# MY windows just got tinted!!



## altima04 (Feb 28, 2004)

hey ppl i just got my windows tinted yesterday 20% all around and now j-lo (my cars nickname) is hotter than ever! check it out!


----------



## dkocur (Feb 17, 2004)

Nice! :thumbup:


----------



## Bach42T (Nov 7, 2002)

She's lookin' crean! :thumbup:


----------



## Nuskool (Jan 5, 2004)

Looks real good is that a TYPE ARRRRR in the back of the second pic......The last pic makes the tint look really dark.


----------



## Ruben (Oct 15, 2002)

J-Lo has a phat ass.... looks clean. Gotta love black.


----------



## ALTYHOLIC (Oct 19, 2002)

Looks good. 20% + Black exterior is a good combo!


----------



## altima04 (Feb 28, 2004)

Nuskool said:


> Looks real good is that a TYPE ARRRRR in the back of the second pic......The last pic makes the tint look really dark.

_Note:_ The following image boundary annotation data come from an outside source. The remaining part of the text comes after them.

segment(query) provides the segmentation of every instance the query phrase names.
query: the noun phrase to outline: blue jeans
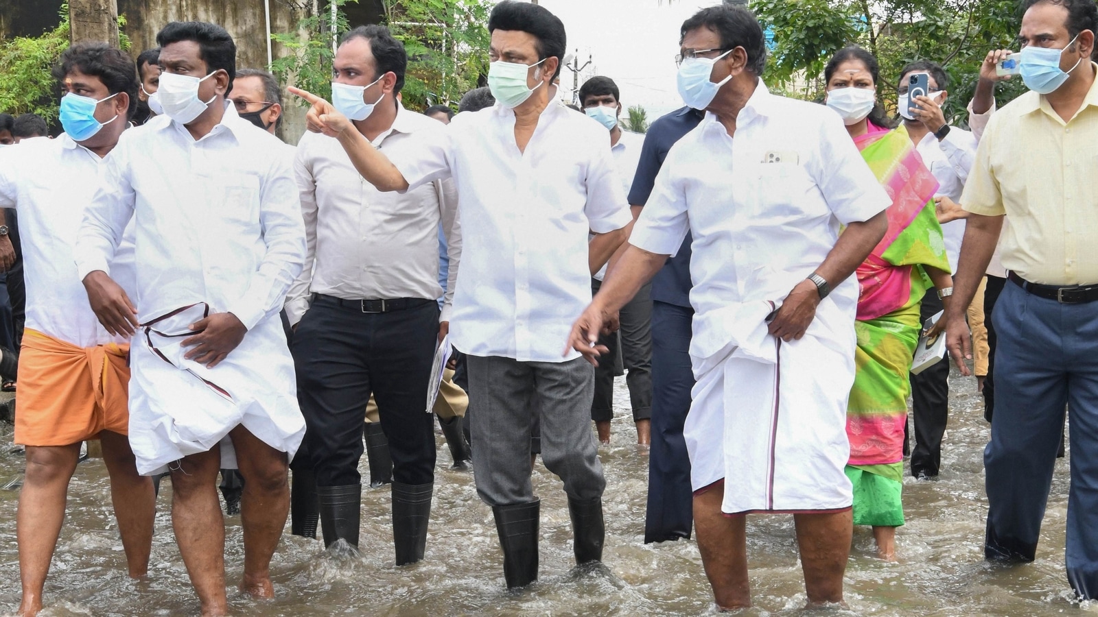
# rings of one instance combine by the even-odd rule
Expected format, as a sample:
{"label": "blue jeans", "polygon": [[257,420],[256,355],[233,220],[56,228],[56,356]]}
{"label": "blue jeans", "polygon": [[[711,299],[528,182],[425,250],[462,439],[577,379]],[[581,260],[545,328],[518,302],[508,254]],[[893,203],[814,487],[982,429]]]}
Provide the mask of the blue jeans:
{"label": "blue jeans", "polygon": [[995,422],[984,451],[987,559],[1032,561],[1071,414],[1067,579],[1098,597],[1098,302],[1060,304],[1007,282],[993,315]]}
{"label": "blue jeans", "polygon": [[652,302],[652,447],[648,460],[645,542],[690,538],[694,495],[683,424],[694,372],[690,363],[694,310]]}

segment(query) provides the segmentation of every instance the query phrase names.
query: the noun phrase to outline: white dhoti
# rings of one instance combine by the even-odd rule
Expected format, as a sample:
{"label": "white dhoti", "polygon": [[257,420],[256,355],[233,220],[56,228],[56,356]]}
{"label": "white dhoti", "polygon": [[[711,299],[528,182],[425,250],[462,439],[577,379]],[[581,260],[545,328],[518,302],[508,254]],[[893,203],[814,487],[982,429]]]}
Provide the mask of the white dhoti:
{"label": "white dhoti", "polygon": [[[268,316],[213,369],[183,359],[180,344],[202,318],[198,304],[141,327],[131,347],[130,445],[149,475],[221,442],[221,467],[235,469],[229,430],[243,425],[292,460],[305,435],[293,359],[278,315]],[[149,343],[152,341],[152,346]]]}
{"label": "white dhoti", "polygon": [[694,319],[697,383],[683,435],[698,491],[724,479],[726,514],[849,508],[847,401],[854,323],[825,300],[800,340],[766,332],[770,302]]}

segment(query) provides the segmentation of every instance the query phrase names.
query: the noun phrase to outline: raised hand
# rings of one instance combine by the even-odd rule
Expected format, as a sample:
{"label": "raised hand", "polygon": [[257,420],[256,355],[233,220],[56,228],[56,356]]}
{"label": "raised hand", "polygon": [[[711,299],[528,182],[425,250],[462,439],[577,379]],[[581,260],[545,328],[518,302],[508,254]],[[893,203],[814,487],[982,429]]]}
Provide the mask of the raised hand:
{"label": "raised hand", "polygon": [[313,133],[323,133],[328,137],[338,137],[340,133],[354,126],[346,115],[336,111],[332,103],[306,92],[300,88],[290,87],[289,92],[304,99],[312,106],[305,114],[305,127]]}
{"label": "raised hand", "polygon": [[192,348],[183,357],[211,369],[236,349],[248,332],[232,313],[214,313],[191,324],[191,329],[199,334],[183,339],[182,346]]}
{"label": "raised hand", "polygon": [[[984,63],[979,65],[979,78],[986,81],[1006,81],[1010,79],[1011,75],[997,75],[995,72],[995,65],[999,64],[999,60],[1010,56],[1012,52],[1010,49],[994,49],[987,53],[987,57],[984,58]],[[1015,54],[1016,56],[1018,54]]]}
{"label": "raised hand", "polygon": [[96,270],[83,278],[88,303],[99,317],[99,323],[114,336],[132,336],[137,328],[137,308],[125,290],[107,272]]}

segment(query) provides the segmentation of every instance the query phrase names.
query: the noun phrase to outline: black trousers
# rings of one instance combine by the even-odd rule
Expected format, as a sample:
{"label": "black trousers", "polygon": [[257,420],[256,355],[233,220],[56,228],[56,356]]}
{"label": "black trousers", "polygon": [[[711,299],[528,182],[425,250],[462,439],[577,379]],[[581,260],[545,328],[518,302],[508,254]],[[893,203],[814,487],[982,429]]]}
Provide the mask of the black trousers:
{"label": "black trousers", "polygon": [[1002,293],[1002,287],[1007,279],[1001,277],[987,277],[987,288],[984,290],[984,325],[987,327],[987,377],[984,378],[984,419],[991,422],[995,414],[995,347],[998,341],[995,336],[995,326],[991,325],[991,312],[995,311],[995,302]]}
{"label": "black trousers", "polygon": [[[591,293],[598,293],[602,281],[591,279]],[[652,284],[640,288],[637,295],[618,312],[620,328],[600,336],[598,344],[609,351],[598,358],[595,367],[595,400],[591,404],[591,419],[614,419],[614,378],[628,369],[626,385],[632,422],[652,418]]]}
{"label": "black trousers", "polygon": [[[927,290],[919,310],[925,323],[942,310],[938,293]],[[985,317],[985,323],[986,323]],[[911,449],[911,475],[934,476],[942,464],[942,436],[950,412],[950,361],[938,362],[919,374],[911,375],[911,416],[915,425],[915,447]]]}
{"label": "black trousers", "polygon": [[435,479],[427,382],[438,344],[438,304],[362,313],[317,296],[298,324],[293,359],[305,446],[317,486],[358,484],[362,425],[372,393],[393,459],[393,480]]}

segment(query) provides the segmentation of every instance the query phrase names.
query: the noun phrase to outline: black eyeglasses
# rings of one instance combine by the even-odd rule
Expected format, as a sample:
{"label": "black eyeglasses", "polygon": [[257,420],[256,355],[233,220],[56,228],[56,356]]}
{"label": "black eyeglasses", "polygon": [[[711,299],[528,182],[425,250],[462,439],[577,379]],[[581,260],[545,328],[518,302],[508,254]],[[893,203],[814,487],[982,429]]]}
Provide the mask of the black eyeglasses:
{"label": "black eyeglasses", "polygon": [[[714,47],[713,49],[683,49],[682,54],[675,54],[675,66],[683,64],[687,58],[696,58],[699,54],[712,54],[714,52],[727,52],[725,47]],[[703,56],[704,57],[704,56]]]}

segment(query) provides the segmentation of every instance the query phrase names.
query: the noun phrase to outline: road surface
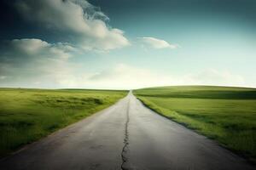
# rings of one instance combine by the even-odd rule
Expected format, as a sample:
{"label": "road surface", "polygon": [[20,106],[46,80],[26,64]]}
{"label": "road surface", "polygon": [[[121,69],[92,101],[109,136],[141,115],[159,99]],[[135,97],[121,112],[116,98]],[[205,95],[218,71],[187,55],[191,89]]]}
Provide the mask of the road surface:
{"label": "road surface", "polygon": [[147,109],[130,93],[114,105],[2,160],[0,169],[249,170],[255,167]]}

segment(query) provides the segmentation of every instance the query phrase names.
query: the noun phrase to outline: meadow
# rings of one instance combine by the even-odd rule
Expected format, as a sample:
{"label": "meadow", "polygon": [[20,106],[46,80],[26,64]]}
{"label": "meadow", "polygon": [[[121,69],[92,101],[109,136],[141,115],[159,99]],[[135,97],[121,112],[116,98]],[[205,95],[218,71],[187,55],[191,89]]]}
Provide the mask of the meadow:
{"label": "meadow", "polygon": [[159,114],[255,162],[255,88],[177,86],[133,93]]}
{"label": "meadow", "polygon": [[0,88],[0,156],[107,108],[126,91]]}

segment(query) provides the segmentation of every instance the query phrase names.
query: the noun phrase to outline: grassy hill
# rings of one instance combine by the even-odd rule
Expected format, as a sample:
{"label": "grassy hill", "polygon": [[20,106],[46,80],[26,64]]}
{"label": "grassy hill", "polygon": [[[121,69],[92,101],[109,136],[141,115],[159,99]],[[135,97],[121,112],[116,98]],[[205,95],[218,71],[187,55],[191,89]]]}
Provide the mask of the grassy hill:
{"label": "grassy hill", "polygon": [[174,86],[138,89],[134,94],[158,113],[255,159],[255,88]]}
{"label": "grassy hill", "polygon": [[126,94],[0,88],[0,156],[107,108]]}

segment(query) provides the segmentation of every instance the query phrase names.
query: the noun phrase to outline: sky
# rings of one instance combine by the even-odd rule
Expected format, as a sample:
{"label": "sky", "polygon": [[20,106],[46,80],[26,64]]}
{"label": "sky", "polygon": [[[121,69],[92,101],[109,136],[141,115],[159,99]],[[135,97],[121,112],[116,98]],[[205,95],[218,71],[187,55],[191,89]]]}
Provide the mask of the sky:
{"label": "sky", "polygon": [[2,0],[0,87],[256,88],[255,0]]}

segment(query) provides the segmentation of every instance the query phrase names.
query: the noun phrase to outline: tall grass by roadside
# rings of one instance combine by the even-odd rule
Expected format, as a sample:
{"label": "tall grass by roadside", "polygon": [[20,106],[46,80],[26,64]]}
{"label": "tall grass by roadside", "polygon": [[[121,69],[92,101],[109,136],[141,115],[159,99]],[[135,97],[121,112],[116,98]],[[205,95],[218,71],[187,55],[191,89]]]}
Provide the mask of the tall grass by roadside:
{"label": "tall grass by roadside", "polygon": [[158,113],[255,162],[255,88],[181,86],[143,88],[134,94]]}
{"label": "tall grass by roadside", "polygon": [[0,88],[0,156],[107,108],[126,94]]}

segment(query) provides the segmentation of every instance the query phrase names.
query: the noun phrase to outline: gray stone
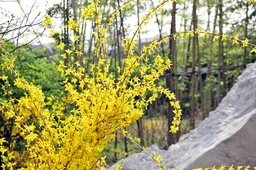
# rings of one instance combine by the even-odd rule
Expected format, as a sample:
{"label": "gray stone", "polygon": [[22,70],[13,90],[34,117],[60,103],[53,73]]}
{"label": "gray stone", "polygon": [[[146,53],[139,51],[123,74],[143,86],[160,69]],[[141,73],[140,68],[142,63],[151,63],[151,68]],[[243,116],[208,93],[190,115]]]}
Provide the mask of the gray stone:
{"label": "gray stone", "polygon": [[[162,156],[168,170],[222,165],[256,166],[256,62],[249,64],[209,117],[181,136],[167,151],[148,148]],[[110,167],[115,169],[118,162]],[[160,170],[144,152],[124,159],[123,170]]]}

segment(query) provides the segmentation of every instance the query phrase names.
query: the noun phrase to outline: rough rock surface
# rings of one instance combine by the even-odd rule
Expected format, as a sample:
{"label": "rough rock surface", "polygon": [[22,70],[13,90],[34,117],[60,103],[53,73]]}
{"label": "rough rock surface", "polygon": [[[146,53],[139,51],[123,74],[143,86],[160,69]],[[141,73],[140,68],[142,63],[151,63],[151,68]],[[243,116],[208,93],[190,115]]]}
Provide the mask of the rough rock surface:
{"label": "rough rock surface", "polygon": [[[155,151],[168,170],[197,168],[256,166],[256,62],[249,64],[217,109],[198,127],[181,136],[167,151]],[[120,162],[110,169],[120,165]],[[124,159],[123,170],[160,170],[142,152]]]}

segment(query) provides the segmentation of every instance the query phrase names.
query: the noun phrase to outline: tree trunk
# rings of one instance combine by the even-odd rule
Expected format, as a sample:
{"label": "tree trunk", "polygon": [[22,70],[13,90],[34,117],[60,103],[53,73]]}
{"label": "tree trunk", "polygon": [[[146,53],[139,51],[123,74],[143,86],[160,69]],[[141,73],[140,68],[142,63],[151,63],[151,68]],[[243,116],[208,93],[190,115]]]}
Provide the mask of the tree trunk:
{"label": "tree trunk", "polygon": [[[171,34],[174,33],[175,32],[175,13],[176,13],[176,2],[174,2],[173,3],[173,11],[172,11],[172,25],[171,26]],[[173,38],[170,38],[170,44],[169,47],[170,52],[169,53],[169,58],[171,59],[173,63],[174,62],[174,50],[175,50],[175,41]],[[174,63],[175,64],[175,63]],[[166,72],[168,73],[170,73],[170,71]],[[173,66],[171,68],[171,73],[174,73],[174,67]],[[171,92],[174,91],[174,79],[173,77],[170,79],[166,79],[166,86],[168,88]],[[167,135],[167,144],[170,146],[171,144],[174,144],[174,137],[173,134],[170,133],[169,131],[171,130],[170,127],[172,126],[172,122],[173,121],[174,113],[173,112],[173,109],[172,106],[170,103],[170,101],[168,102],[168,111],[167,113],[167,119],[168,119],[168,135]]]}

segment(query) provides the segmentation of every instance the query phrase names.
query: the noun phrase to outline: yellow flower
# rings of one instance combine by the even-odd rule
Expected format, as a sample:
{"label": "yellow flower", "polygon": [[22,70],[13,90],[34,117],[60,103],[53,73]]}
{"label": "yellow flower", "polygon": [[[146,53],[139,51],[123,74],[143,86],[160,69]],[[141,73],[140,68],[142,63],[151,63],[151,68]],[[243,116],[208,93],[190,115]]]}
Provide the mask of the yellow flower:
{"label": "yellow flower", "polygon": [[233,40],[233,43],[232,45],[233,45],[235,43],[238,43],[238,40],[239,40],[238,38],[238,35],[237,35],[236,37],[235,37],[235,40]]}
{"label": "yellow flower", "polygon": [[194,36],[194,30],[192,31],[188,31],[188,33],[186,35],[190,34],[192,36]]}
{"label": "yellow flower", "polygon": [[177,36],[177,35],[176,35],[175,34],[174,34],[173,35],[173,36],[174,37],[174,40],[176,40],[176,39],[175,39],[175,38]]}
{"label": "yellow flower", "polygon": [[75,34],[75,35],[74,35],[74,40],[75,41],[79,41],[79,36],[77,36]]}
{"label": "yellow flower", "polygon": [[221,41],[223,41],[224,39],[225,39],[226,41],[227,41],[227,38],[226,37],[228,35],[224,35],[224,34],[222,34],[222,39],[221,39]]}
{"label": "yellow flower", "polygon": [[184,31],[182,31],[181,30],[180,30],[180,33],[179,33],[180,35],[183,35],[184,34],[184,34],[184,32],[185,32],[185,30],[184,30]]}
{"label": "yellow flower", "polygon": [[253,48],[253,49],[250,52],[252,52],[253,51],[254,51],[256,53],[256,47],[254,47],[254,48]]}
{"label": "yellow flower", "polygon": [[68,55],[70,54],[70,53],[71,52],[73,52],[72,51],[69,50],[69,49],[67,49],[67,50],[65,50],[65,51],[66,51],[68,54]]}
{"label": "yellow flower", "polygon": [[243,42],[243,47],[247,47],[248,41],[249,40],[248,40],[247,38],[246,38],[245,40],[242,41],[242,42]]}
{"label": "yellow flower", "polygon": [[64,46],[65,46],[65,44],[64,42],[62,42],[61,41],[60,45],[58,45],[57,48],[61,48],[61,50],[63,50],[64,49]]}
{"label": "yellow flower", "polygon": [[3,142],[7,142],[7,141],[6,141],[5,140],[5,137],[4,137],[4,138],[1,138],[0,139],[0,145],[3,145]]}
{"label": "yellow flower", "polygon": [[3,155],[4,153],[7,151],[7,149],[4,149],[3,146],[0,146],[0,152],[2,153],[2,155]]}

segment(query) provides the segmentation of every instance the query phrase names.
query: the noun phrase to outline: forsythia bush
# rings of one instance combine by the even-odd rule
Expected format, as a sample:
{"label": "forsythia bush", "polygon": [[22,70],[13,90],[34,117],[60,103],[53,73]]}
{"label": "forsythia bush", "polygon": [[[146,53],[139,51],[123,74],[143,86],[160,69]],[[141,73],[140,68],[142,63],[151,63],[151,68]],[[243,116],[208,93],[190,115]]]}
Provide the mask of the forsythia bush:
{"label": "forsythia bush", "polygon": [[[174,1],[176,1],[172,0],[172,2]],[[146,109],[148,103],[154,101],[159,93],[166,95],[174,109],[175,118],[171,131],[174,133],[178,130],[181,115],[179,102],[175,100],[173,93],[154,83],[160,75],[170,68],[171,61],[169,60],[165,61],[158,55],[155,56],[154,64],[149,64],[148,59],[144,56],[160,47],[161,43],[167,42],[169,36],[175,39],[178,34],[187,33],[193,36],[193,33],[203,33],[207,36],[211,34],[218,39],[222,35],[198,30],[196,32],[183,31],[164,36],[148,47],[144,47],[138,56],[134,55],[134,39],[138,31],[161,10],[162,5],[170,1],[172,2],[166,0],[149,10],[147,16],[142,18],[141,24],[133,37],[125,38],[126,55],[123,67],[118,67],[120,76],[117,80],[109,71],[110,61],[106,55],[106,33],[107,27],[119,15],[118,10],[103,23],[99,8],[100,2],[91,1],[85,8],[77,22],[70,19],[68,25],[64,26],[73,32],[73,38],[78,42],[77,45],[73,49],[66,49],[61,35],[53,36],[55,37],[53,38],[54,40],[59,42],[58,48],[61,50],[62,56],[68,59],[72,64],[72,67],[68,67],[61,60],[58,65],[53,63],[56,71],[65,80],[65,92],[62,94],[64,97],[61,98],[56,96],[46,98],[40,88],[27,82],[18,70],[15,69],[15,64],[17,54],[26,49],[20,48],[9,53],[5,50],[3,40],[0,40],[0,78],[3,82],[1,90],[9,98],[0,102],[1,121],[5,122],[0,130],[0,152],[3,160],[1,167],[3,169],[102,169],[106,156],[102,157],[101,152],[108,141],[115,137],[116,130],[126,136],[125,127],[139,119],[143,114],[143,108]],[[118,9],[123,10],[123,7],[133,3],[136,3],[134,0],[126,1]],[[93,49],[96,61],[91,65],[90,70],[86,71],[82,67],[86,59],[81,59],[82,47],[76,32],[88,18],[93,19],[97,24],[94,34],[98,42]],[[51,17],[46,15],[43,25],[53,35],[56,33],[52,23]],[[227,36],[223,36],[226,39]],[[237,41],[241,42],[237,37],[229,38],[237,42]],[[248,41],[243,42],[244,45],[248,44]],[[75,56],[81,60],[76,60]],[[141,66],[140,60],[144,61]],[[139,72],[132,77],[137,68]],[[15,77],[14,85],[24,91],[24,95],[21,98],[12,95],[7,75]],[[153,94],[147,99],[145,94],[148,91]],[[140,96],[140,99],[136,100],[137,96]],[[18,141],[19,143],[23,142],[23,148],[17,149]],[[138,141],[139,143],[139,140]],[[161,157],[156,157],[155,154],[152,157],[160,163]],[[119,166],[117,167],[120,168]]]}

yea it is it has a jap/ conversion body kit its hot! well thanx everyone for the comments preciate it yup my baby is hotter than ever now! now just to save up over the summer to get my headers and my catback then it will be the ultimate machine!!


----------



## blitzboi (Apr 13, 2004)

altima04 said:


> now just to save up over the summer to get my headers and my catback then it will be the ultimate machine!!


What about some nice rims to go with those?


----------



## altima04 (Feb 28, 2004)

blitzboi said:


> What about some nice rims to go with those?


rims is for lata first ima make her into a sleeper then later on when i got the money ill put the bodykit and the rims and all that


----------